Não são os grandes deles.

  • Supergis, em sua interminável audácia pelo que a ESRI faz, e à procura de mercados ocidentais.
  • GlobalMapper, estável, sofrendo de pirataria que não perdoa uma ferramenta que não faz tudo, mas o que faz ... Nosso respeito. Isso funciona bem.
  • Manifold GIS ... Sem previsão, após tantos anos de seca em comparação com a agressividade inicial.
  • Outros ... Procurando uma fórmula mágica.

Quando é LibreCAD?

É surpreendente o progresso que já tivemos, com algo que foi deixado irremediavelmente para trás. Apesar do esforço, eles não encontram o caminho para consolidar a comunidade ... o que, na minha opinião, nunca acontecerá se eles se concentrarem em uma disciplina que só é obsoleta. Um CAD 2D para fazer planos de construção que não é concebido no BIM, é condenado ao esquecimento.
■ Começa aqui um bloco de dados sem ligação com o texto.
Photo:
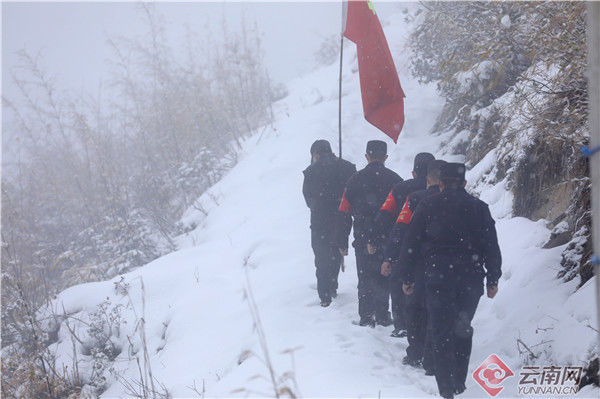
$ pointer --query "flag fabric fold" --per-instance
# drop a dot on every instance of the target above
(382, 95)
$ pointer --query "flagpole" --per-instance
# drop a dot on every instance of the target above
(340, 96)
(593, 37)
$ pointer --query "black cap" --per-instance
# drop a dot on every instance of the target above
(320, 147)
(377, 148)
(435, 165)
(453, 171)
(422, 159)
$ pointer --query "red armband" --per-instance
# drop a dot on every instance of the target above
(345, 205)
(390, 204)
(405, 214)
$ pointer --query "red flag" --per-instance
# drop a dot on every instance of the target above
(382, 95)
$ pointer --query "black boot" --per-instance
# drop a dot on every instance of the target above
(459, 389)
(397, 333)
(407, 361)
(365, 322)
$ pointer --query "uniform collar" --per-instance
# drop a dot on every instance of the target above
(375, 164)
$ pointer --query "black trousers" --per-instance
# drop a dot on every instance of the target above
(399, 303)
(327, 262)
(373, 288)
(451, 308)
(416, 323)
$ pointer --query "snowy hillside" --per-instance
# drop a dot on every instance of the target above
(253, 229)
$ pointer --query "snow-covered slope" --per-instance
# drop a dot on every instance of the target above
(253, 232)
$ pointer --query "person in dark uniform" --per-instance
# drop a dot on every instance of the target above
(418, 352)
(324, 182)
(454, 234)
(365, 192)
(384, 222)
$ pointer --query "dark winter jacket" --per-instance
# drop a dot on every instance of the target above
(396, 236)
(454, 234)
(324, 183)
(388, 213)
(364, 194)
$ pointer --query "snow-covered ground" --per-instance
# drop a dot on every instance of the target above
(198, 325)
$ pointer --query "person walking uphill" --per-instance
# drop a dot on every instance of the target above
(418, 352)
(453, 233)
(365, 192)
(324, 182)
(383, 224)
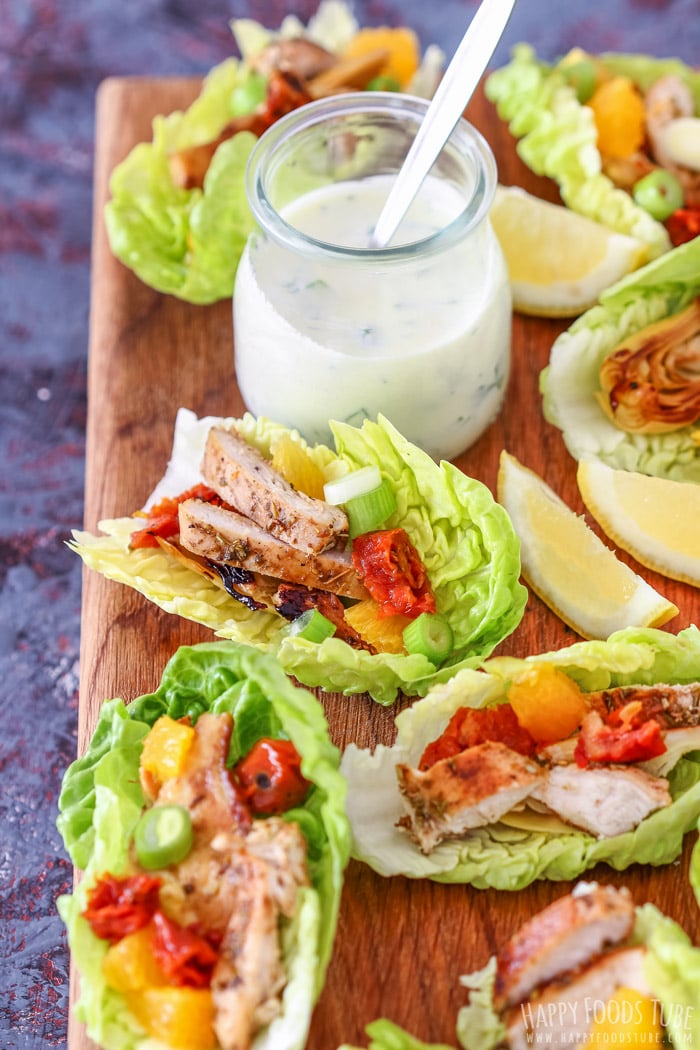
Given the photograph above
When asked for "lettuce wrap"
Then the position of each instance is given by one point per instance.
(570, 382)
(557, 138)
(101, 801)
(672, 966)
(188, 243)
(500, 855)
(465, 540)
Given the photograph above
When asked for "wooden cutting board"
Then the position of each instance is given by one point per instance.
(401, 944)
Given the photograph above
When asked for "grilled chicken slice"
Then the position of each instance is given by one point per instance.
(264, 878)
(672, 706)
(238, 881)
(567, 935)
(227, 537)
(565, 1010)
(244, 478)
(196, 890)
(467, 791)
(603, 800)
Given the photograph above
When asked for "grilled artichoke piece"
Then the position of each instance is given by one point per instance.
(651, 382)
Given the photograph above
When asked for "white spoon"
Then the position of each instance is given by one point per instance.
(447, 106)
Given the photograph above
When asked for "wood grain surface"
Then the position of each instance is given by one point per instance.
(401, 944)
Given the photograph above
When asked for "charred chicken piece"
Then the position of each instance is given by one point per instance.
(469, 790)
(569, 932)
(231, 539)
(245, 479)
(298, 71)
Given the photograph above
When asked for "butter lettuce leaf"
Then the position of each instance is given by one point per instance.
(556, 137)
(185, 243)
(385, 1035)
(570, 381)
(501, 856)
(672, 966)
(465, 539)
(101, 801)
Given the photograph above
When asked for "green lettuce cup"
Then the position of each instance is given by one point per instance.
(101, 802)
(671, 966)
(464, 538)
(512, 855)
(556, 133)
(571, 381)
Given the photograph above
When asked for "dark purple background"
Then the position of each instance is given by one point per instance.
(52, 56)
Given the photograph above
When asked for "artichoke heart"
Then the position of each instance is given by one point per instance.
(651, 382)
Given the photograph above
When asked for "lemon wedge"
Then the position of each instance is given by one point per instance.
(558, 261)
(569, 566)
(654, 519)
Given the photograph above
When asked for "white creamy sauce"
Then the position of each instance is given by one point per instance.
(425, 342)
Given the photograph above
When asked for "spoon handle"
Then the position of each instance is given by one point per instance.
(448, 104)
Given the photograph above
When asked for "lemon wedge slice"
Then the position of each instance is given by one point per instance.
(654, 519)
(558, 261)
(569, 566)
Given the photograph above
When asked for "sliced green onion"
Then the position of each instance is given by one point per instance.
(383, 84)
(163, 836)
(356, 483)
(312, 626)
(248, 95)
(429, 635)
(370, 510)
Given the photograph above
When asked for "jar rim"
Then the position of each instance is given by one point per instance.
(400, 107)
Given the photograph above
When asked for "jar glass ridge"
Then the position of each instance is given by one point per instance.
(326, 328)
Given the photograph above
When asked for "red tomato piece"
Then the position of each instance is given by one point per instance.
(629, 739)
(162, 519)
(270, 776)
(185, 957)
(683, 226)
(118, 906)
(469, 727)
(391, 570)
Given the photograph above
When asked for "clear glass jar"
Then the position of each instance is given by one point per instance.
(327, 328)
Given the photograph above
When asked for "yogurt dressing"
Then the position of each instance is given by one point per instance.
(424, 340)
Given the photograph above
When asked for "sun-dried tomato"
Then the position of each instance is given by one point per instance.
(626, 736)
(118, 906)
(683, 226)
(271, 778)
(469, 727)
(185, 957)
(391, 570)
(162, 519)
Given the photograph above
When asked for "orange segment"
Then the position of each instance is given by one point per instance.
(618, 110)
(402, 44)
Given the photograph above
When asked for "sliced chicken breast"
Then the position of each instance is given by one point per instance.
(560, 939)
(264, 879)
(469, 790)
(563, 1012)
(603, 800)
(227, 537)
(241, 476)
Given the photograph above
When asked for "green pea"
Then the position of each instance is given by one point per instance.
(659, 193)
(163, 836)
(383, 84)
(248, 95)
(581, 76)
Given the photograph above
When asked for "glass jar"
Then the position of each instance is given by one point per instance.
(327, 328)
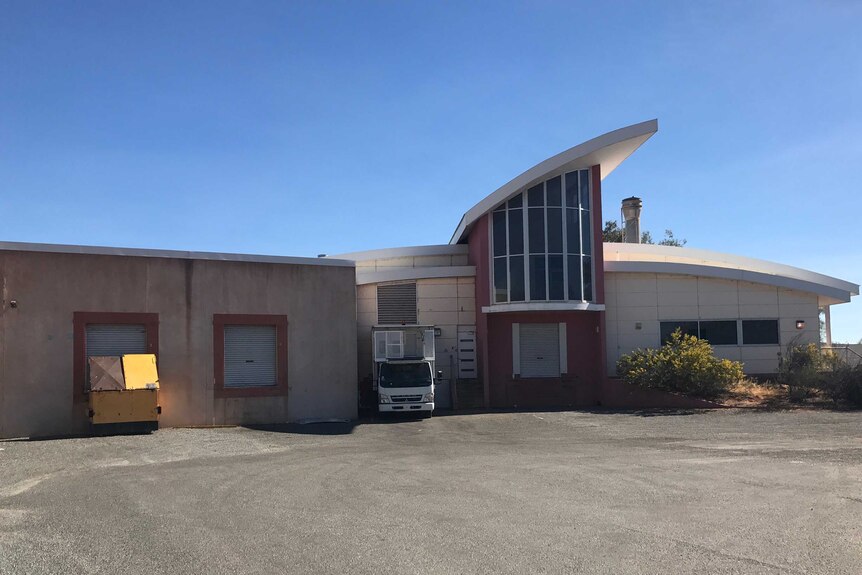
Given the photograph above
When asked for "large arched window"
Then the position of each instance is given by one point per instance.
(542, 242)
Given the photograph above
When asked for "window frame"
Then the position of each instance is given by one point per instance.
(749, 319)
(740, 337)
(80, 321)
(583, 256)
(220, 320)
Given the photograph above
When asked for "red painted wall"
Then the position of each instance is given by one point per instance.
(479, 256)
(581, 386)
(599, 261)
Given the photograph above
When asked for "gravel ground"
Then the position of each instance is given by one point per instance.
(724, 491)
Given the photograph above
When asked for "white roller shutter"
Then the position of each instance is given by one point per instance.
(116, 339)
(539, 349)
(250, 355)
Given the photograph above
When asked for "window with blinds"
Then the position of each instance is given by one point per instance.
(396, 304)
(250, 356)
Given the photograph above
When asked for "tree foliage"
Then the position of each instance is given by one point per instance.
(684, 364)
(613, 233)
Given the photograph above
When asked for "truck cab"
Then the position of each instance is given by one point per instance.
(404, 374)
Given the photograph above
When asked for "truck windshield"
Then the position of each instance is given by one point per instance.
(405, 375)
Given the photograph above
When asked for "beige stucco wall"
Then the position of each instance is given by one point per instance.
(647, 299)
(36, 338)
(442, 302)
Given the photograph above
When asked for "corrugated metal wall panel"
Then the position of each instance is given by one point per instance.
(396, 304)
(250, 355)
(540, 349)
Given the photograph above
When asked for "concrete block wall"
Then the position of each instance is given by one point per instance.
(638, 302)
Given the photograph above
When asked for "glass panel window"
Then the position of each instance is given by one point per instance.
(499, 233)
(516, 277)
(668, 327)
(536, 226)
(555, 278)
(719, 332)
(760, 332)
(572, 190)
(588, 278)
(552, 255)
(516, 232)
(575, 278)
(537, 278)
(536, 196)
(573, 232)
(555, 230)
(585, 233)
(554, 187)
(501, 282)
(585, 189)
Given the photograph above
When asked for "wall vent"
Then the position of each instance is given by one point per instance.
(396, 304)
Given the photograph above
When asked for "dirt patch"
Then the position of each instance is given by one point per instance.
(770, 395)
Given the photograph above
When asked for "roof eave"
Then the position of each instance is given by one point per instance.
(608, 150)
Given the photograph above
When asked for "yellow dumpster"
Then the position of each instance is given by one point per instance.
(124, 393)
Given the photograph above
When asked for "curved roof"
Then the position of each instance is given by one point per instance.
(648, 258)
(608, 150)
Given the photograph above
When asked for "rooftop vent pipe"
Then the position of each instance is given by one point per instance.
(632, 217)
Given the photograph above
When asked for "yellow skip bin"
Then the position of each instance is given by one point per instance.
(140, 371)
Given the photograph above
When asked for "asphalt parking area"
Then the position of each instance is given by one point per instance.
(562, 492)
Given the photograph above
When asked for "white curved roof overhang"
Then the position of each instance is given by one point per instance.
(644, 258)
(404, 252)
(608, 150)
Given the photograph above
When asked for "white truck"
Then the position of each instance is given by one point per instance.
(404, 372)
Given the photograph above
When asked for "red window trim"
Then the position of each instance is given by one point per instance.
(80, 321)
(222, 319)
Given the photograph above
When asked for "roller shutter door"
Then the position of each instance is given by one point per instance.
(540, 350)
(250, 355)
(105, 339)
(396, 304)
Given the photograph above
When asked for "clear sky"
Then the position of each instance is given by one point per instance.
(310, 127)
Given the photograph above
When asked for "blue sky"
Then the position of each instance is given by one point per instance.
(303, 128)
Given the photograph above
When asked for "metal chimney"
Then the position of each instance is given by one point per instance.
(632, 217)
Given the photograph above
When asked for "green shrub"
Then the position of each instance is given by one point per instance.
(685, 364)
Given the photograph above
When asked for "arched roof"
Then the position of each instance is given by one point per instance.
(608, 150)
(648, 258)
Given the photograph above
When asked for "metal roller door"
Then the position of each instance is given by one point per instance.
(250, 355)
(540, 349)
(113, 340)
(106, 339)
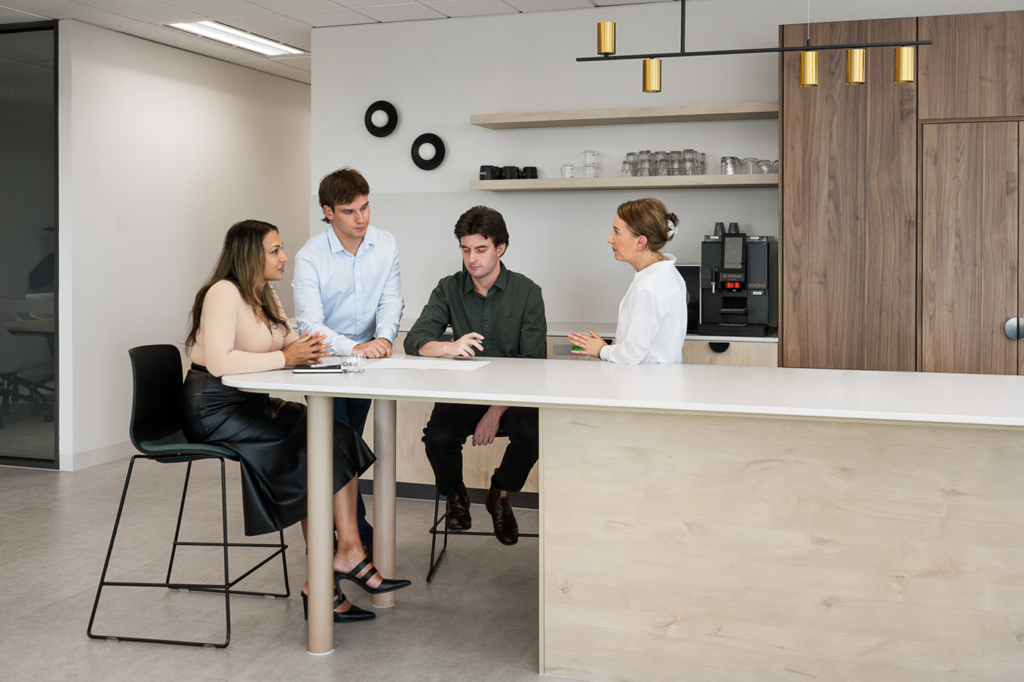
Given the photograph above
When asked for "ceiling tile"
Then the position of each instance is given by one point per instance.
(16, 16)
(278, 69)
(282, 6)
(144, 11)
(403, 12)
(184, 41)
(549, 5)
(369, 3)
(606, 3)
(67, 9)
(274, 27)
(215, 8)
(470, 7)
(323, 17)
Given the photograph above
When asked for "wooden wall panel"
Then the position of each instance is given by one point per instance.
(974, 68)
(969, 247)
(700, 547)
(849, 206)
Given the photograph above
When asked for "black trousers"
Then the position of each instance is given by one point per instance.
(451, 424)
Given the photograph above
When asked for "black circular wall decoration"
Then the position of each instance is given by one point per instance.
(392, 119)
(428, 138)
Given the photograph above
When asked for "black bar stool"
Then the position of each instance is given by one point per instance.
(156, 432)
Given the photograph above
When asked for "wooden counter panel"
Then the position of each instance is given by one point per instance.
(724, 548)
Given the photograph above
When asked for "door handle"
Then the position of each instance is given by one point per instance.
(1013, 329)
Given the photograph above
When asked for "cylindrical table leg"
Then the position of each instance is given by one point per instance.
(320, 509)
(384, 482)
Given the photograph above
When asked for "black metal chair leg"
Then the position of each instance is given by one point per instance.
(435, 564)
(227, 576)
(177, 525)
(110, 550)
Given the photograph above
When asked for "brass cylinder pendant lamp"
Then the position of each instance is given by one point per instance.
(651, 75)
(904, 65)
(606, 38)
(808, 70)
(856, 68)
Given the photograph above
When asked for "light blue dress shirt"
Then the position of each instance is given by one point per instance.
(350, 299)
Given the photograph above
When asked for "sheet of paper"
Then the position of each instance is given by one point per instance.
(425, 364)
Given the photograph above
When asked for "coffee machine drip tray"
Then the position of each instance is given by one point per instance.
(734, 330)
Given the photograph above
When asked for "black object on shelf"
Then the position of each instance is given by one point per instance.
(428, 164)
(392, 119)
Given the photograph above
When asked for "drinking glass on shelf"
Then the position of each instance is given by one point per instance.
(353, 361)
(731, 166)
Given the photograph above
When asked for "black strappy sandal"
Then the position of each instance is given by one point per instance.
(364, 581)
(352, 614)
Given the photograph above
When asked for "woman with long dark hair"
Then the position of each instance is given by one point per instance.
(238, 326)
Tendência do negócio no 2014

Pelo menos em nosso contexto, vamos ter um pouco sobre o que sabemos que acontecerá um dia: modelagem do mundo real (BIM), onde as disciplinas convergem: captura de dados, geoespaciais, design CAD e operação de infraestrutura.
No 2014, o CAD insistirá em modelar o BIM, mas a rota deste será lento pela adolescência dos padrões. A lentidão da OpenSource no CAD é novamente culpada, porque é a única que empurra e materializa os padrões. Entre os grandes, o design chegará um pouco mais perto da operação, alguns BIM, mas limitados a usar em contextos especializados. O melhor resultado girará em torno dos padrões para cidades inteligentes, algo que avança, por enquanto, para os fabricantes e desenvolvedores pensar em estar pronto, mas ainda há muito o que esperar.
Será um ótimo ano para o Cadastro, vamos lembrar de que ano é, e com certeza, a FIG fuma continuará intensa análise do que aconteceu com as declarações do Cadastre 2014. Na modelagem defumada, muitos progressos foram feitos em relação aos padrões e exemplos reais do LADM, ele morreu muito da cartografia convencional, a academia e a empresa privada posicionou-se bastante bem, mas nem todas as instituições públicas avançaram no mesmo ritmo, por isso é questionável a recuperação dos custos e se realmente o direito público aparece como informação em fluxos de trabalho que facilitam a vida do usuário.
Portanto, o negócio abrangente de SIG continuará a girar em torno da localização geográfica, o que é uma grande conquista. Mas estamos conscientes de que o GIS tem mais para oferecer, em muitas disciplinas que ainda dispensam sua riqueza. Este ano podemos esperar mais das equipes de captura e modelagem, embora não possamos dizer que irá consolidar uma tendência em empresas nas quais os não especialistas colocam seus olhos.
A América terá seu grande ano, com os olhos na Copa do Mundo no Brasil, vai atrair vários eventos internacionais. E veremos o experimento de fazer o Fórum Geoespacial Latino-Americano em México.

Para o resto

Devemos ser positivos. Feliz por ter vindo a ver contas de redes sociais transformadas em negócios, blogs adquirem autoridade, um NosoloSIG Quem retorna com grande sucesso, um filho terminou com sucesso a escola secundária, uma mãe idosa nos dá mais um ano de companhia ...
... uma menina ilumina nossos olhos assim na primeira vez, no canto escuro, na cabine do carro, na sala de aula, na grande janela da vida ...
Feliz e próspero ano novo.

Deixe um comentário

Seu endereço de email não será publicado.

Este site usa o Akismet para reduzir o spam. Saiba como seus dados de comentário são processados.